President Obama was obviously aiming for a clear distinction between Iraqi and American security, although the US military in Iraq – from Baghdad headquarters down to the commanders of the 39 rural bases to which the bulk of the 130,000 US troops have withdrawn – see no way to separate the two.
Their redeployment outside the cities is equally ambivalent, DEBKA-Net-Weekly military sources report.
Some have not reached the new facilities; they are manning outposts only 10-15 km from the cities they departed to maintain American military control of road access; others are stationed at potential flashpoint areas between Sunnis, Shiites and Kurds.
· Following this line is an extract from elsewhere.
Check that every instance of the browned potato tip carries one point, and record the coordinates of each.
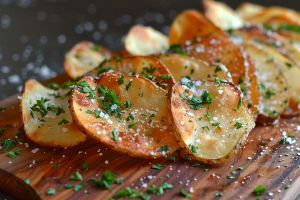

The US command has arrayed the forces retired from Iraqi towns for the object of averting likely outbreaks of communal strife in the weeks to come.
Hardly a single American or Iraqi officer believes the 650,000 Iraqi troops now in control are up to maintaining security in Iraq's cities, fighting terrorists and fending off a civil war. It is generally expected that as the clock ticks away for the departure of the last US soldier from Iraq in 2011, all three menaces will advance until they threaten Iraq's unity under the central government in Baghdad.
Partition is not a live debate in the administration
As 2011 draws near, the 39 US bases will find themselves isolated from each other and stranded in the middle of a fiery circle of civilian warfare. Nouri al-Maliki's government may be reduced to ruling only parts of Baghdad.
In view of this dire prospect, Obama has entrusted vice president Joseph Biden with the task of supervising communal and factional reconciliation in Iraq – without however acting as mediator.
“I think he will be involved in working with Shia, Sunni and Kurd to achieve political reconciliation. I would hesitate to use the term 'mediator,' “said White House Press Secretary Robert Gibbs at his Tuesday 30.6 briefing: “somebody who I think can oversee that we are making progress, that our attention and our resources are matched by what we see needs to happen. I think that he's well suited to do that.”
Although the seeds of civil have begun sprouting in different parts of Iraq ahead of the US military exit, Obama has decided in advance not to intervene or take sides.
In his past function as senator, Biden authored a paper which advocated a three-way partition of Iraq on communal lines to pacify the country. The White House spokesman made it clear that the idea of Iraq's partition “is no longer a subject of live debate within the administration.”
But that does not mean it has been removed from the Iraqi vocabulary.